For good or ill, Francis is a break-the-mold sort of pope, so he doesn’t always play well with those who view change with alarm. (For the record, I share some of that aversion myself; just ask any of the waiters at my favorite restaurants in Rome who can tell you, with precision, what I order every single time I show up.)
3) There’s a distinction between what one might call “political” and “apolitical” Catholics.
A “political” Catholic is one who follows Church affairs, who reads, thinks, and talks about what the pope is doing, and develops his or her own views — whether the Latin Mass ought to be more widely used, for instance, or whether divorced and civilly remarried Catholics should be able to receive Communion.
An “apolitical” Catholic is one who doesn’t follow such matters, and doesn’t have strongly held opinions about them.
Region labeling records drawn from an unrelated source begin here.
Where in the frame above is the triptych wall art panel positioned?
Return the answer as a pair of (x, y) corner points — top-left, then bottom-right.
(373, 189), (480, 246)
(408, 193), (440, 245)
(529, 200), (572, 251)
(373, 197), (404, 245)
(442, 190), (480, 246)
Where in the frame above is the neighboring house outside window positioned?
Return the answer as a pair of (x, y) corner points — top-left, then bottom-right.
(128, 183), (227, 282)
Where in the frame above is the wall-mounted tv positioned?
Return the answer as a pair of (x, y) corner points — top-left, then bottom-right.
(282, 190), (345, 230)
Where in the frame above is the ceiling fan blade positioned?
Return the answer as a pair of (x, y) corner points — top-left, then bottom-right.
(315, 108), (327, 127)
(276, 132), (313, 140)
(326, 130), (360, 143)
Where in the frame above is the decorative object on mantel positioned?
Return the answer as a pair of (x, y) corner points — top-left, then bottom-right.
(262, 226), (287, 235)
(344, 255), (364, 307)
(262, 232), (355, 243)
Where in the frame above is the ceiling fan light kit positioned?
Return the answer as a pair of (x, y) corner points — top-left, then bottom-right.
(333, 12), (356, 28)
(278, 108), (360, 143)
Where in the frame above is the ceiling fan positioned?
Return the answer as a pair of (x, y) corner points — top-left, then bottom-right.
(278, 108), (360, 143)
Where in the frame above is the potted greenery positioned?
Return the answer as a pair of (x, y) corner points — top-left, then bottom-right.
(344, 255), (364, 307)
For them, it’s enough to go to church on Sunday, pray a little bit, and feel closer to God.
This is not the same thing as a “soft” Catholic, because these people are often ferociously committed to the Church.
My grandparents were perfect examples. I recall once asking my granddad, virtually a daily Mass-goer, what he thought of John Paul II, and his startled reply was: “He’s the pope, son … what do you mean, what do I think of him?”
Francis’ problem, like any pope, is always going to be with the political group.
4) There’s the West and the rest of the world — or, to use Francis’ vocabulary, the “periphery” and the “center.”
Francis is a man of the periphery — both biographically, as the first pope from the developing world, and in terms of values and outlook. As a result, his strongest appeal is always going to lie there, and to some extent, the historic centers of the faith will always see him as not quite “their” man.
5) There’s social and economic class.
Francis’ incessant emphasis on poverty, not just as a social concern, but also a spiritual value, has left some middle class and affluent Catholics ambivalent, wondering if he sees any virtue in them or their lifestyles. (Not to mention, of course, wondering if he still wants their money.)
Simply put, sometimes he makes them feel guilty, which is always an unpleasant sensation.
Some of that guilt may be a healthy stimulus to an examination of conscience, but some of it may reveal a pope who hasn’t quite found a way to reach people who’ve achieved prosperity for themselves and their families through hard work, with integrity, and who don’t want to feel that their pontiff scorns them for it. (Good point! Pope Francis strikes me as a man stuck in the 1970's. Prior to becoming pope he did not take a vacation, never left Argentina for any length of time and seems to have transferred traditional Catholic guilt from sex to not caring for the poor--being rich is the preoccupational sin rather than sex! This was typical of hippie type priests, religious and laity of the 1970's whose bleeding hearts were with the poor, like an obsession, a sexual obsession! In spending so much time becoming poor and being with the poor, not watching television or keeping up with the world and Church since the 1970's Pope Francis may well be stunted to a 1970's Utopian vision or eliminating poverty here and now, a very horizontal theological view, a very kumbaya worldview, imminent rather than transcendent Catholic view, a 1970's eschatology which I was taught very well!)
In sum, I told my colleague that if we’re going to tick off categories of Catholics with whom Francis may run into problems, there are at least seven overlapping subsets: “deep” Catholics, liberals and conservatives alike, people with change-related anxiety, political types, those at the center, and the (comparatively) wealthy.